Key categories under Software

This segment includes:

  • WebSphere: Enables organizations to run high-performance business applications

  • Information Management: Aids in integration, management, and analysis of enormous amounts of data from varied sources—enabling clients to gain competitive advantage and improve their business outcomes

  • Watson Solutions: A cognitive computing platform that can interact in natural language and process “Big Data” with unmatchable speed and accuracy

  • Tivoli: Security systems software that offers clients a single security intelligence platform to secure all aspects of their enterprise and thus prevent security breaches

  • Rational software: Supports software development for IT and embedded system solutions

  • Mobile software: Provides clients end-to-end mobile solutions across platforms and application development

  • Social Workforce: Helps businesses connect with people and processes through collaboration, messaging, and social networking software

All these software solutions cater to the fast-growing market of mobile, social, and security tools. This market promises robust growth for the software segment. This segment offers differentiated products and services, but it faces stiff competition too.

Software—the highest-margin segment

In fiscal 2013, software contributed ~26% and ~38% to total revenues and operating profits, respectively. This segment—especially middleware—provides the highest margins among all segments. So IBM Corp. (IBM) has strategically shifted its focus from hardware to software and services.

Software’s contribution to total revenues has steadily risen year after year.

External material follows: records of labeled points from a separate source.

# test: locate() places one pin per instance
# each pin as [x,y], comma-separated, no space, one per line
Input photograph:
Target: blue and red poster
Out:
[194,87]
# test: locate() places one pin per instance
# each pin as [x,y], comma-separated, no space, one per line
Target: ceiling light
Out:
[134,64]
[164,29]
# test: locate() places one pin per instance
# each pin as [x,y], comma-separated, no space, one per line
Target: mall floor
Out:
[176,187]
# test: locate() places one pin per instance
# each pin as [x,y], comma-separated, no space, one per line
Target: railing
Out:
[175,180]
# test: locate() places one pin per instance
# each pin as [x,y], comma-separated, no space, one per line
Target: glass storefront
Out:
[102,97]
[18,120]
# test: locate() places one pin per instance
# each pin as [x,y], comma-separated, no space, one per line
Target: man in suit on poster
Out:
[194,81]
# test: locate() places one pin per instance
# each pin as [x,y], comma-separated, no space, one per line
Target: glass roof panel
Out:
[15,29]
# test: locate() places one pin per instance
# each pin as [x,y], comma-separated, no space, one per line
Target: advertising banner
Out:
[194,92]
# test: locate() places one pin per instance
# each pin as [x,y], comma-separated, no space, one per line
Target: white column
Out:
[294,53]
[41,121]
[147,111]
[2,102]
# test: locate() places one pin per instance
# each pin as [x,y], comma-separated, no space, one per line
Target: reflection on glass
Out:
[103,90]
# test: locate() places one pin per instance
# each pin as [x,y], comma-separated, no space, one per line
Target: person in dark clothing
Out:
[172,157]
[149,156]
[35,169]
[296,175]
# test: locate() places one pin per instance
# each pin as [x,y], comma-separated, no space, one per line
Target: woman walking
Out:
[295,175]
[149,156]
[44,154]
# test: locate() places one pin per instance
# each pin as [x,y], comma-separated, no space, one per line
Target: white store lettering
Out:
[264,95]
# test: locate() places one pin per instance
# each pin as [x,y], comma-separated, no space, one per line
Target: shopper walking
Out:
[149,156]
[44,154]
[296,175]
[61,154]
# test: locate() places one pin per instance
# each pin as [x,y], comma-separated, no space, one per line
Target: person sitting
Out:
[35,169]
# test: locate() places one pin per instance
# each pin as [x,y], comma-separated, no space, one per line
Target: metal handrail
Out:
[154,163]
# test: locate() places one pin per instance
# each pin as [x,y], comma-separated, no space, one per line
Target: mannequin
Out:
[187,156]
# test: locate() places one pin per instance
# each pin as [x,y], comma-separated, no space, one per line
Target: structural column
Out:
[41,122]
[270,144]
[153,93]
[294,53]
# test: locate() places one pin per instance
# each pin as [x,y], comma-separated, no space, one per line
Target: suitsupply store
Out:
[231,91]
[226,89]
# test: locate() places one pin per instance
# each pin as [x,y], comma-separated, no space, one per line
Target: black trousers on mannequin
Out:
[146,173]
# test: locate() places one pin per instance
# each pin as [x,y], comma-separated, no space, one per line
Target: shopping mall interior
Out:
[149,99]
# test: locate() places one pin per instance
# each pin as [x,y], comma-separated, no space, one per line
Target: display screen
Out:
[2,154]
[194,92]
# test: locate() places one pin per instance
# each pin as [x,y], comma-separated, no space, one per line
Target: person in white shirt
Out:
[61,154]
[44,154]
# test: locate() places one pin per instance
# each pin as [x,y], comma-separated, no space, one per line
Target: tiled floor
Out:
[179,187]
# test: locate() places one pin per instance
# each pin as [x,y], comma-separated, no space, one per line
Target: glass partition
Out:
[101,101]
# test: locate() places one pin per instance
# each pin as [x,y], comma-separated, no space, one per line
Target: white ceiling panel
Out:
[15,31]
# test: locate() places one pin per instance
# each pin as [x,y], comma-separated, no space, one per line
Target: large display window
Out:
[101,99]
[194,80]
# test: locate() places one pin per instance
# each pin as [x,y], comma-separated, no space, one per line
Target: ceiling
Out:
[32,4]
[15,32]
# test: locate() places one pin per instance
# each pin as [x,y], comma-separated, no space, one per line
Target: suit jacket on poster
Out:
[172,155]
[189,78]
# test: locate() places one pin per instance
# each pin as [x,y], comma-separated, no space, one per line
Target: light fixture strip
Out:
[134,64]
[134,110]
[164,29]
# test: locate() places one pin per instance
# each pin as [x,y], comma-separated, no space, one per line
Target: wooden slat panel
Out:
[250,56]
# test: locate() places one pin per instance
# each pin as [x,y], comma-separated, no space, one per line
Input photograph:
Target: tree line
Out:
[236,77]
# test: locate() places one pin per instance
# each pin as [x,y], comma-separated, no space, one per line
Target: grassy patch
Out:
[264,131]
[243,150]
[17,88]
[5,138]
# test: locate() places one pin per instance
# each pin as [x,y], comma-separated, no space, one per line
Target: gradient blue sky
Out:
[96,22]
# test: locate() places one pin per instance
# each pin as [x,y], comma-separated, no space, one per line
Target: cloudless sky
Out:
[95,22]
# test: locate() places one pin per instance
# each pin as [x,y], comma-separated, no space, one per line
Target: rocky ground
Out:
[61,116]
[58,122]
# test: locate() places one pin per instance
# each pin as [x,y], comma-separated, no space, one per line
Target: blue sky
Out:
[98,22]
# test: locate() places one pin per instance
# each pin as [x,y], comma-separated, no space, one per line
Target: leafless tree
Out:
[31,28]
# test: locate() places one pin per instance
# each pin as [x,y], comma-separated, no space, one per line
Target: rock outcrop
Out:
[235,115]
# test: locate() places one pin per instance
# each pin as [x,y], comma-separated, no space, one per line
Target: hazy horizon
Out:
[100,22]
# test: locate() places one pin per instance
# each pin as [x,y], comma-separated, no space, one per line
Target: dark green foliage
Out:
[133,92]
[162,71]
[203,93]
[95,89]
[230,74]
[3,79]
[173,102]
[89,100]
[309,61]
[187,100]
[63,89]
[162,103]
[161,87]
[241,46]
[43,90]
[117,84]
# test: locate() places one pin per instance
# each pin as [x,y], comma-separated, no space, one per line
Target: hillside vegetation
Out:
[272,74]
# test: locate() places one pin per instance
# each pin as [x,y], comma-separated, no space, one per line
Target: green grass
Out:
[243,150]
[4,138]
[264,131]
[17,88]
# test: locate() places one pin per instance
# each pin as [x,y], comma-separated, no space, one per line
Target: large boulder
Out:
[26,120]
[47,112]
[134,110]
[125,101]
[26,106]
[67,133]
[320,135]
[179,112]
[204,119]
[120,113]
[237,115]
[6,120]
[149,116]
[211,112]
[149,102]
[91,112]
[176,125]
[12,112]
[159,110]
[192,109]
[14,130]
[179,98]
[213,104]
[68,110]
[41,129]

According to an IBM press release, by 2015, through its continued focus and investment in high-value and rapid-growth areas like Business Analytics, cloud computing, and smarter planet, IBM plans to generate ~50% of its profits from its software segment.

Microsoft (MSFT) leads the worldwide software market in terms of revenues. According to Gartner, apart from IBM, Oracle (ORCL), SAP AG (SAP), and Symantec (SYMC) were the other top-five software vendors in 2013.

Recurring revenues help future visibility

Approximately 67% of software revenues are annuity-based. They’re generated through recurring license charges, support, and ongoing subscriptions. The remaining 33% comes from one-time arrangements. Clients pay one-time up-front charges for a perpetual license.

Recurring maintenance and service revenue contracts have high renewal rates. This gives the company a distinct advantage and revenue visibility.